Date & Time:
Wednesday, February 22, 2012; 11:00 AM
The human visual system processes complex patterns of light into a rich visual representation where the objects and motions of our world are made explicit. This remarkable feat is performed through a hierarchically arranged series of cortical areas. Little is known about the details of the representations in the intermediate visual areas. Therefore, we ask the question: can we predict the detailed structure of the representations we might find in intermediate visual areas?
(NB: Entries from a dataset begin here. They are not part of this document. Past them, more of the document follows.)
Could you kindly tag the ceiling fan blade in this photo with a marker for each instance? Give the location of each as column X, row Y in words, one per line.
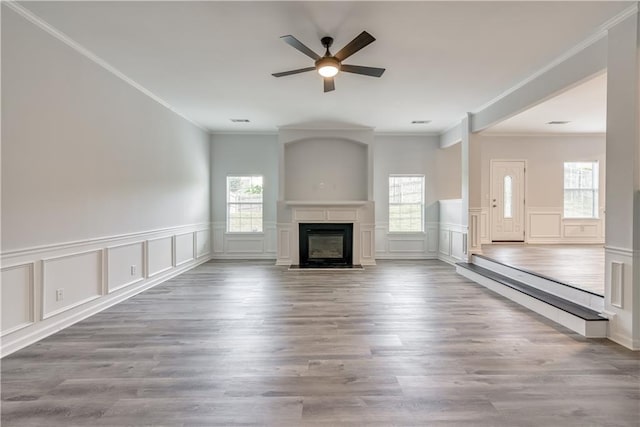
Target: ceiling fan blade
column 355, row 45
column 329, row 84
column 358, row 69
column 294, row 42
column 288, row 73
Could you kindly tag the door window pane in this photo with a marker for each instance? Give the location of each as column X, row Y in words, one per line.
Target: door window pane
column 508, row 197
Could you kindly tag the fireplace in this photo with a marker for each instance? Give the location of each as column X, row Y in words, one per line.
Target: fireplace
column 326, row 245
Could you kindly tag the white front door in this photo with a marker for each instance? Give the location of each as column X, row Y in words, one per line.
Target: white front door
column 507, row 200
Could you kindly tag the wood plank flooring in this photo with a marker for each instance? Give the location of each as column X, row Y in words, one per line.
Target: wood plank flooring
column 579, row 265
column 249, row 343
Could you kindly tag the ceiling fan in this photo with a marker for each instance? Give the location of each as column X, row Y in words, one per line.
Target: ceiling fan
column 329, row 65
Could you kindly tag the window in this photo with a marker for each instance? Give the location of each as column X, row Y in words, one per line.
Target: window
column 406, row 203
column 581, row 189
column 244, row 204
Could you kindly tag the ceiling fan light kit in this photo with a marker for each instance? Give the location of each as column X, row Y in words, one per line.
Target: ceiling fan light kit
column 329, row 65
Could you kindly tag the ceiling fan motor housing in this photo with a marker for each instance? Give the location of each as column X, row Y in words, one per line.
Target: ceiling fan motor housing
column 327, row 61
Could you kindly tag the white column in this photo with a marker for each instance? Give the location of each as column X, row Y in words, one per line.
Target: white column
column 471, row 176
column 622, row 249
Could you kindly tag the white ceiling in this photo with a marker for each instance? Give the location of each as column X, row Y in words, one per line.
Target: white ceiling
column 583, row 106
column 212, row 61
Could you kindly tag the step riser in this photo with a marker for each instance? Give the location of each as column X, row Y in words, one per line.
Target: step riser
column 585, row 299
column 586, row 328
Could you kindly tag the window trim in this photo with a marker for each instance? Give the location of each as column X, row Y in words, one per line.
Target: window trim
column 227, row 204
column 423, row 227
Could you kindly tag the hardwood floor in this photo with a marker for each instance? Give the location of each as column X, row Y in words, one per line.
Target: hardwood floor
column 242, row 343
column 581, row 266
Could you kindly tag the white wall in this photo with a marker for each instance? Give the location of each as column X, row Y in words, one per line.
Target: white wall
column 325, row 169
column 105, row 192
column 398, row 154
column 545, row 157
column 244, row 154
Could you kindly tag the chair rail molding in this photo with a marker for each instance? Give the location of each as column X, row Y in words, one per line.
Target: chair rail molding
column 50, row 287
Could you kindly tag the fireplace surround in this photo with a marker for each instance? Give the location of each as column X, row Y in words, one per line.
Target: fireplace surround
column 326, row 244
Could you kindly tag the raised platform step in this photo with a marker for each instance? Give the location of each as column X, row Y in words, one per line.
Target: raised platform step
column 578, row 318
column 553, row 286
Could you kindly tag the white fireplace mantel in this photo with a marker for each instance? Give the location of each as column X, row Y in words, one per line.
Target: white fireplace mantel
column 357, row 212
column 323, row 203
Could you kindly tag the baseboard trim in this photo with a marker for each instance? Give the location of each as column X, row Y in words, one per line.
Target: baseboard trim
column 77, row 314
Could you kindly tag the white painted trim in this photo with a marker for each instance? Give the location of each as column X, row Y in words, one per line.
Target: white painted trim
column 106, row 261
column 45, row 26
column 175, row 248
column 599, row 33
column 593, row 329
column 495, row 134
column 44, row 315
column 525, row 235
column 620, row 251
column 173, row 258
column 32, row 297
column 10, row 346
column 68, row 245
column 124, row 285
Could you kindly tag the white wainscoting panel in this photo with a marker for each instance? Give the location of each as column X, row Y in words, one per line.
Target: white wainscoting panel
column 125, row 265
column 444, row 243
column 184, row 248
column 485, row 236
column 404, row 245
column 350, row 215
column 457, row 245
column 239, row 244
column 203, row 243
column 547, row 225
column 70, row 280
column 284, row 248
column 544, row 225
column 617, row 282
column 92, row 275
column 245, row 245
column 620, row 291
column 18, row 297
column 451, row 244
column 475, row 230
column 432, row 239
column 309, row 215
column 218, row 238
column 367, row 256
column 159, row 255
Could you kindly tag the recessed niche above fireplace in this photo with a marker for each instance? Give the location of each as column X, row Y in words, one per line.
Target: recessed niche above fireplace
column 326, row 244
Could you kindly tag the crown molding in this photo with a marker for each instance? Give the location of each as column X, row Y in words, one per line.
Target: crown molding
column 240, row 132
column 45, row 26
column 598, row 34
column 542, row 134
column 400, row 133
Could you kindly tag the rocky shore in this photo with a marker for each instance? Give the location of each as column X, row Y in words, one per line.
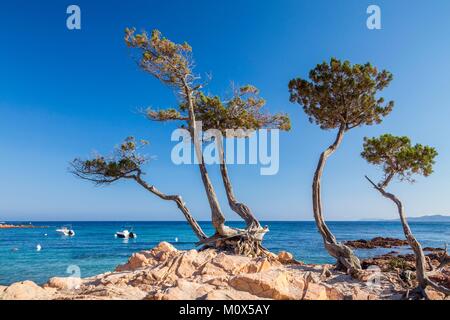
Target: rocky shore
column 165, row 273
column 378, row 242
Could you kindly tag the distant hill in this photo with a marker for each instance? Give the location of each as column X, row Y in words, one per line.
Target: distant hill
column 429, row 218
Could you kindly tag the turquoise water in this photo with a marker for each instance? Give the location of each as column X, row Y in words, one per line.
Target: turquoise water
column 94, row 249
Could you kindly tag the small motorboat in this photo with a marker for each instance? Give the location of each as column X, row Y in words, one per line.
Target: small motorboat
column 126, row 234
column 66, row 231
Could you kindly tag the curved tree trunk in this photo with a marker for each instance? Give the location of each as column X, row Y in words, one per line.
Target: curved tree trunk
column 217, row 217
column 346, row 260
column 421, row 263
column 181, row 205
column 241, row 209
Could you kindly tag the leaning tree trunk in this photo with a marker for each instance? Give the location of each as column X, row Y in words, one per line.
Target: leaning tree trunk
column 181, row 205
column 217, row 217
column 346, row 260
column 421, row 263
column 241, row 209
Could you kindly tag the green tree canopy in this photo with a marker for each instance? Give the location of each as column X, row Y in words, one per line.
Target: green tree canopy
column 169, row 62
column 398, row 157
column 244, row 110
column 124, row 163
column 341, row 95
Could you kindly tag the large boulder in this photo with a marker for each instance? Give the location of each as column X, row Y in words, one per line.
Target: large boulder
column 273, row 284
column 68, row 283
column 26, row 290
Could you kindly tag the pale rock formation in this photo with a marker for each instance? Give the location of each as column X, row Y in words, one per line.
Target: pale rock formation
column 164, row 273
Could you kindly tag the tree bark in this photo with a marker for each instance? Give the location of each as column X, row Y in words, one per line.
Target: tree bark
column 181, row 205
column 345, row 257
column 241, row 209
column 421, row 263
column 217, row 217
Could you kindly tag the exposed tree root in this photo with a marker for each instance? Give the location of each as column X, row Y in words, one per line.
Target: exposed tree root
column 243, row 242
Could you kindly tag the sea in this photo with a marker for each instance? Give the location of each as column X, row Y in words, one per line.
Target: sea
column 95, row 250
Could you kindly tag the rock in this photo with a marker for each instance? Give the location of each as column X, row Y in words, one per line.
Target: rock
column 378, row 242
column 435, row 295
column 164, row 273
column 163, row 251
column 314, row 291
column 183, row 290
column 69, row 283
column 272, row 284
column 26, row 290
column 231, row 264
column 285, row 257
column 359, row 294
column 137, row 260
column 229, row 294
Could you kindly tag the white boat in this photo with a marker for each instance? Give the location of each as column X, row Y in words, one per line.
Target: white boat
column 66, row 231
column 125, row 234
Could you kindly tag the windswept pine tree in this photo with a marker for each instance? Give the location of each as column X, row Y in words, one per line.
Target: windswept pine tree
column 172, row 64
column 398, row 158
column 127, row 164
column 238, row 117
column 340, row 96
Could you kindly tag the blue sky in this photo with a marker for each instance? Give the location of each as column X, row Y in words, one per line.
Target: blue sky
column 66, row 93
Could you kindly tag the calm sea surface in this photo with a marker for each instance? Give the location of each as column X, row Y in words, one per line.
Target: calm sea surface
column 94, row 249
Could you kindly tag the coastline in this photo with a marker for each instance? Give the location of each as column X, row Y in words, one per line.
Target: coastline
column 165, row 273
column 21, row 226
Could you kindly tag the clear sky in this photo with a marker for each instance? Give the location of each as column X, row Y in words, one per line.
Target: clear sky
column 64, row 94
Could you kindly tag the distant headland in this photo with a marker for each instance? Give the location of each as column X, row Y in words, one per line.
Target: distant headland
column 426, row 218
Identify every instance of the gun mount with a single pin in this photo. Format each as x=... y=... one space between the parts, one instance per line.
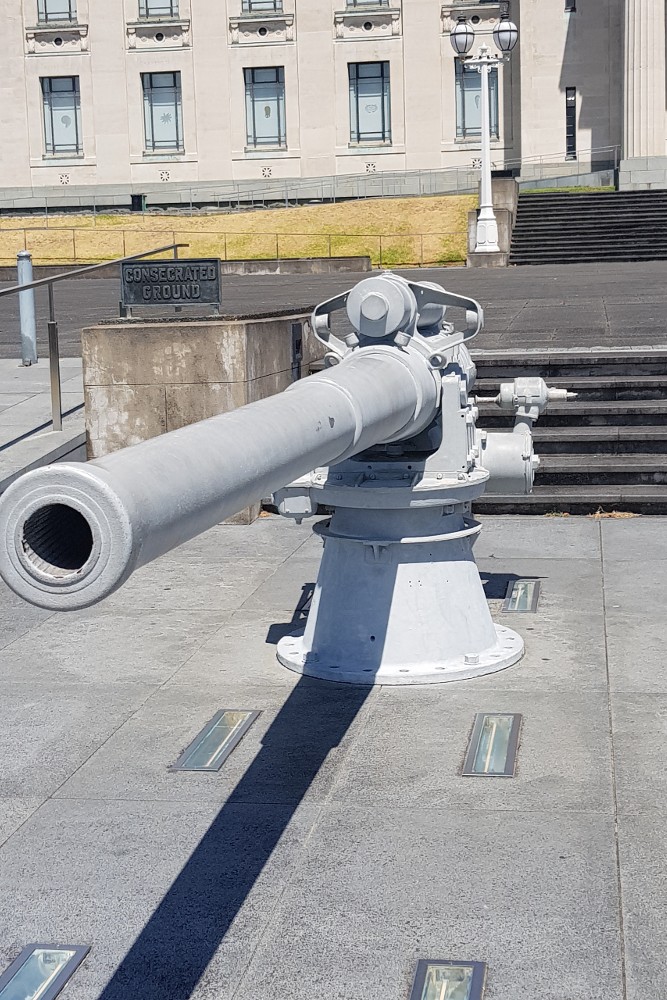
x=385 y=436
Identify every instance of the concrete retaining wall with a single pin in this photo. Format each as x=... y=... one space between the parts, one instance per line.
x=292 y=265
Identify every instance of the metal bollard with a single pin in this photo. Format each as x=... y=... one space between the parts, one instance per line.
x=27 y=309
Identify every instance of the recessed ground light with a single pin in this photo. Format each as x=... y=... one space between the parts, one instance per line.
x=493 y=746
x=522 y=595
x=211 y=748
x=41 y=971
x=440 y=980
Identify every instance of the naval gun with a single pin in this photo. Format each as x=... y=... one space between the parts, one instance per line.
x=385 y=437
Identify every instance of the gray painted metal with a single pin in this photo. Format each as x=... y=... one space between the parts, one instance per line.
x=27 y=316
x=143 y=501
x=389 y=430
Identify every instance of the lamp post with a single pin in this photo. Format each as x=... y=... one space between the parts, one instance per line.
x=505 y=35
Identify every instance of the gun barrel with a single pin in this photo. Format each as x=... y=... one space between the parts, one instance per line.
x=71 y=534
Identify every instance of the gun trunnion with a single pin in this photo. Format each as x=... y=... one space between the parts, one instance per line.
x=385 y=436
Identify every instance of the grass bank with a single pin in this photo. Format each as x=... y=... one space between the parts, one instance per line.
x=392 y=231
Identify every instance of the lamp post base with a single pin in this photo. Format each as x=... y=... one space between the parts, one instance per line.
x=487 y=235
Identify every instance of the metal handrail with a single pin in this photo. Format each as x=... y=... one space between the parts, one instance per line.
x=87 y=267
x=52 y=325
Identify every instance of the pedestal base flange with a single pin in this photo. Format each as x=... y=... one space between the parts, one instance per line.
x=508 y=649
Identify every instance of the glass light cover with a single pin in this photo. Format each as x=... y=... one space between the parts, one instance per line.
x=493 y=746
x=522 y=596
x=447 y=982
x=462 y=37
x=505 y=34
x=37 y=974
x=216 y=741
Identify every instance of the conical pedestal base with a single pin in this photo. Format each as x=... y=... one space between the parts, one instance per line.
x=397 y=607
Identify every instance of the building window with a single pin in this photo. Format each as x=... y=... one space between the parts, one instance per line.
x=56 y=10
x=469 y=102
x=370 y=103
x=265 y=106
x=158 y=8
x=163 y=119
x=252 y=6
x=570 y=123
x=62 y=115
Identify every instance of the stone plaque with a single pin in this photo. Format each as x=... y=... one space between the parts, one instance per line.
x=171 y=282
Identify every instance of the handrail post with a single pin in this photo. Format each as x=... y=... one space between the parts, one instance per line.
x=27 y=318
x=176 y=308
x=54 y=364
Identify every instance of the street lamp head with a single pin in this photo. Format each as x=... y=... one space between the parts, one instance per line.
x=505 y=34
x=462 y=37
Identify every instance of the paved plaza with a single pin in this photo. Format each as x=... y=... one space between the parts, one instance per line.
x=338 y=844
x=570 y=306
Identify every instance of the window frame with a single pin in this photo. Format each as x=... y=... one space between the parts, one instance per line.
x=463 y=131
x=252 y=139
x=46 y=87
x=151 y=145
x=357 y=138
x=43 y=16
x=262 y=7
x=170 y=10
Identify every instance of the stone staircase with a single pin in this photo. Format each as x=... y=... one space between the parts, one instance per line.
x=606 y=449
x=609 y=226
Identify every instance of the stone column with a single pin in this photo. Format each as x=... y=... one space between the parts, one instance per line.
x=644 y=70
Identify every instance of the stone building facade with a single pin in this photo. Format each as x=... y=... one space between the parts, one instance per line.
x=123 y=96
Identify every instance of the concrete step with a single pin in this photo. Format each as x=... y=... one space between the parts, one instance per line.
x=586 y=413
x=565 y=365
x=642 y=499
x=602 y=257
x=608 y=440
x=594 y=198
x=610 y=388
x=602 y=470
x=559 y=235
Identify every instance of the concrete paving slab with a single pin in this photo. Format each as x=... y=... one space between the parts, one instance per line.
x=430 y=728
x=9 y=399
x=284 y=589
x=642 y=847
x=292 y=753
x=337 y=845
x=91 y=647
x=14 y=812
x=33 y=411
x=639 y=539
x=16 y=619
x=47 y=733
x=533 y=895
x=93 y=871
x=635 y=630
x=240 y=659
x=640 y=730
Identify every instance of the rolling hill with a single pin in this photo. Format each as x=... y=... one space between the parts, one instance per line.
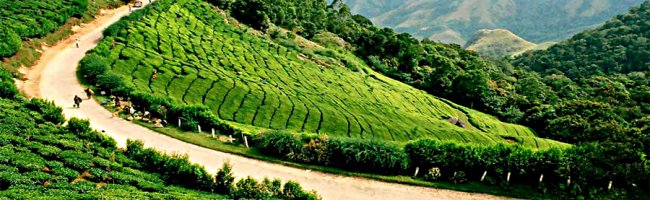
x=500 y=43
x=456 y=21
x=200 y=57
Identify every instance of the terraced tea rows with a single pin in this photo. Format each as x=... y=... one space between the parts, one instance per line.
x=199 y=58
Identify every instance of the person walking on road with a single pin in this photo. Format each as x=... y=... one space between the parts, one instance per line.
x=77 y=101
x=89 y=92
x=117 y=101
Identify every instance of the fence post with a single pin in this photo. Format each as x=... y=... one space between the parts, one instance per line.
x=484 y=174
x=609 y=187
x=246 y=141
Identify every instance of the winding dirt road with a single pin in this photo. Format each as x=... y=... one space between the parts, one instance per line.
x=54 y=78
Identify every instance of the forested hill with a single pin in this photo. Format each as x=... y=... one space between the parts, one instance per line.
x=607 y=67
x=457 y=20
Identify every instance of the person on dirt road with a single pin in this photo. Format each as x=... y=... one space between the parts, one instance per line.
x=77 y=101
x=117 y=101
x=89 y=92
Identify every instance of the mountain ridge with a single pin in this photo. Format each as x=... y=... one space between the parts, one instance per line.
x=552 y=20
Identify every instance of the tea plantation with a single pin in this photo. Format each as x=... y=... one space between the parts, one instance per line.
x=40 y=158
x=201 y=58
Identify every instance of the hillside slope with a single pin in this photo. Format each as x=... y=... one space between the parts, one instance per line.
x=498 y=43
x=605 y=67
x=41 y=158
x=198 y=58
x=535 y=21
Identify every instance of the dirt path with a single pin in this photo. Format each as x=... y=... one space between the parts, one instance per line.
x=54 y=78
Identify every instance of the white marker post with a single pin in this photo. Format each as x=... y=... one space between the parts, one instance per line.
x=483 y=177
x=609 y=187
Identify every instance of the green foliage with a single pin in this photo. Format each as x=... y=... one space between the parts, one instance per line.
x=91 y=67
x=50 y=112
x=10 y=42
x=248 y=188
x=109 y=81
x=224 y=179
x=276 y=86
x=7 y=87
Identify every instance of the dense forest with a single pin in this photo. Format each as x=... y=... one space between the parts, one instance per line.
x=591 y=91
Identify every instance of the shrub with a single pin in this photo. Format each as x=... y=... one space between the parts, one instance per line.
x=293 y=190
x=50 y=112
x=458 y=177
x=8 y=90
x=10 y=42
x=109 y=82
x=78 y=126
x=433 y=174
x=278 y=143
x=368 y=156
x=248 y=188
x=91 y=67
x=224 y=179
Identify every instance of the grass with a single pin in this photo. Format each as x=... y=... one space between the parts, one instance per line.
x=255 y=82
x=237 y=148
x=41 y=160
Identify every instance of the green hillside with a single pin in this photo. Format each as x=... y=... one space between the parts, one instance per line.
x=454 y=21
x=606 y=70
x=498 y=43
x=41 y=158
x=247 y=79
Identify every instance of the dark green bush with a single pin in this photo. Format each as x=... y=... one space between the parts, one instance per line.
x=293 y=190
x=224 y=179
x=91 y=67
x=50 y=112
x=10 y=42
x=368 y=156
x=109 y=82
x=248 y=188
x=8 y=90
x=78 y=126
x=279 y=143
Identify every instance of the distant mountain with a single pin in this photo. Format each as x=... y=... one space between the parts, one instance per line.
x=455 y=21
x=500 y=43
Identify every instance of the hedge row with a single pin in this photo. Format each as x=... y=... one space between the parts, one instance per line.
x=439 y=161
x=7 y=88
x=178 y=170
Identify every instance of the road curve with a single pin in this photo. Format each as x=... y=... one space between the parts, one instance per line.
x=54 y=78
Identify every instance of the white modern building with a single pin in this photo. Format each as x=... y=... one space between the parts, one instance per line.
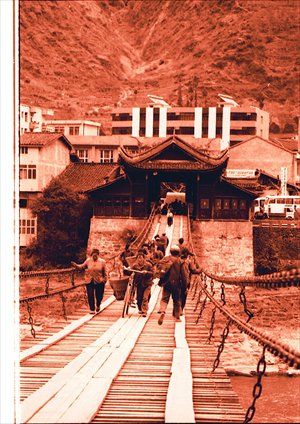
x=32 y=118
x=42 y=157
x=73 y=127
x=228 y=121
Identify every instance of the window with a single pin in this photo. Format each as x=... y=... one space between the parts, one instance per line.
x=27 y=226
x=83 y=155
x=204 y=203
x=242 y=204
x=121 y=117
x=23 y=203
x=235 y=204
x=187 y=116
x=74 y=130
x=226 y=204
x=218 y=203
x=106 y=156
x=186 y=130
x=122 y=130
x=27 y=172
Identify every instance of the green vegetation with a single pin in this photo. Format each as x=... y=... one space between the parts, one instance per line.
x=63 y=226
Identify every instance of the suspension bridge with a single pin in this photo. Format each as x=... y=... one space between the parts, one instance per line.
x=105 y=368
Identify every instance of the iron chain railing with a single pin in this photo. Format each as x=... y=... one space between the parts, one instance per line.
x=257 y=389
x=221 y=345
x=243 y=300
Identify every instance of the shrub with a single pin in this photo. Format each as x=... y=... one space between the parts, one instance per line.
x=128 y=235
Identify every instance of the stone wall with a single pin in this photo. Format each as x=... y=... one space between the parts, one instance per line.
x=105 y=233
x=224 y=247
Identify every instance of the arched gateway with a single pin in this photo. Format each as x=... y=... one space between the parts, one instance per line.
x=137 y=181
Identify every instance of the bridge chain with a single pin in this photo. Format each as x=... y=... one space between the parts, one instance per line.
x=280 y=279
x=243 y=300
x=30 y=319
x=221 y=345
x=287 y=354
x=257 y=389
x=212 y=324
x=201 y=310
x=223 y=294
x=63 y=300
x=48 y=273
x=47 y=285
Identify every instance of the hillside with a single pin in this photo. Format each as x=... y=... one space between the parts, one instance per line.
x=83 y=57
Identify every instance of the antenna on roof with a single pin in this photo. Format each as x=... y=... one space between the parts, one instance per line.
x=157 y=101
x=227 y=100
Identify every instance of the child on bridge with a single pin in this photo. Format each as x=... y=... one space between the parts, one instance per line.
x=172 y=279
x=143 y=281
x=95 y=277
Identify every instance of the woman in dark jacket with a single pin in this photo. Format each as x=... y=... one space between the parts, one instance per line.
x=143 y=280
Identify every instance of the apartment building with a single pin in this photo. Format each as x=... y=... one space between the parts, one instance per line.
x=228 y=121
x=73 y=127
x=42 y=157
x=32 y=118
x=101 y=149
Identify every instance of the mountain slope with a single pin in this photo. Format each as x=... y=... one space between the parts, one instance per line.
x=83 y=57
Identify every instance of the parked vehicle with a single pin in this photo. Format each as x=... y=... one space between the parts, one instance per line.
x=281 y=206
x=259 y=208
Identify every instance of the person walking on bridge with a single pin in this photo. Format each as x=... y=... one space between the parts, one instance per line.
x=143 y=281
x=95 y=277
x=172 y=277
x=188 y=269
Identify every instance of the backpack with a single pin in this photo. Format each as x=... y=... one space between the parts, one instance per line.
x=165 y=266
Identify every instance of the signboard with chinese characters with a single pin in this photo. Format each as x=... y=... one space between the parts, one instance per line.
x=240 y=173
x=283 y=179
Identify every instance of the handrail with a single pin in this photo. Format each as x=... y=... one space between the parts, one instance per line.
x=141 y=237
x=287 y=354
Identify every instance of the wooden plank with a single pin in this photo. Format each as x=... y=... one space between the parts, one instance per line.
x=28 y=353
x=92 y=395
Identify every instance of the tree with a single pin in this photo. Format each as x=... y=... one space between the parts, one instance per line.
x=179 y=96
x=288 y=128
x=63 y=217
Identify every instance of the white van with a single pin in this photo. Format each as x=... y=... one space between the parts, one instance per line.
x=259 y=208
x=281 y=206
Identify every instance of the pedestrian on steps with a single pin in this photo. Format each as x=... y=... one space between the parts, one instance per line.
x=170 y=218
x=189 y=269
x=143 y=281
x=172 y=277
x=95 y=278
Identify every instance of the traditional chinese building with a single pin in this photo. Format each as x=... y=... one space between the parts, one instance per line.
x=132 y=185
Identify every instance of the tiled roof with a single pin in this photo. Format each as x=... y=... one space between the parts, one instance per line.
x=286 y=142
x=88 y=176
x=199 y=159
x=271 y=141
x=41 y=139
x=102 y=140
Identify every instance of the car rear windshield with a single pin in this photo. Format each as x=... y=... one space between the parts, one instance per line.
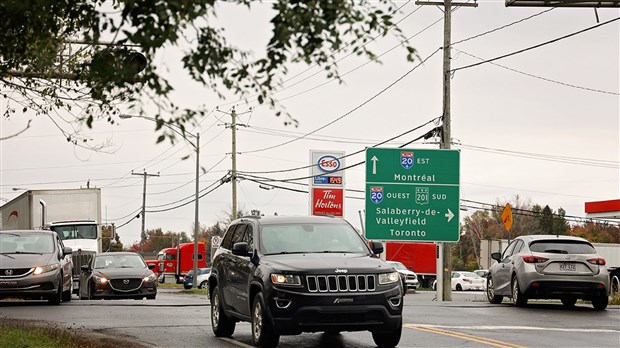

In pursuit of this question, I will present a model of intermediate-level visual representation that is based on learning invariances from movies of the natural environment and produces predictions about intermediate visual areas. The model is composed of two stages of processing: an early feature representation layer, and a second layer in which invariances are explicitly represented. Invariances are learned as the result of factoring apart the temporally stable and dynamic components embedded in the early feature representation. The structure contained in these components is made explicit in the activities of second-layer units that capture invariances in both form and motion. When trained on natural movies, the first-layer produces a factorization, or separation, of image content into a temporally persistent part representing local edge structure and a dynamic part representing local motion structure. The second-layer units are split into two populations according to the factorization in the first-layer. The form-selective units receive their input from the temporally persistent part (local edge structure) and after training result in a diverse set of higher-order shape features consisting of extended contours, multi-scale edges, textures, and texture boundaries. The motion-selective units receive their input from the dynamic part (local motion structure) and after training result in a representation of image translation over different spatial scales and directions, in addition to more complex deformations. These representations provide a rich description of dynamic natural images, provide testable hypotheses regarding intermediate-level representation in visual cortex, and may be useful representations for artificial visual systems.
Dr. Charles Cadieu
McGovern Institute for Brain Research, MIT
Charles received his BS and MEng from MIT in EECS and conducted research in computational neuroscience at CBCL under Tomaso Poggio. He then went to UC Berkeley for his PhD in Neuroscience working in the Redwood Center for Theoretical Neuroscience. He has worked on models of biological visual processing, visual representation for computer vision, and statistical techniques for understanding complex neural phenomena. He has also played key roles in a number of companies, including IQ Engines, a startup working to bring visual search to mobile phones.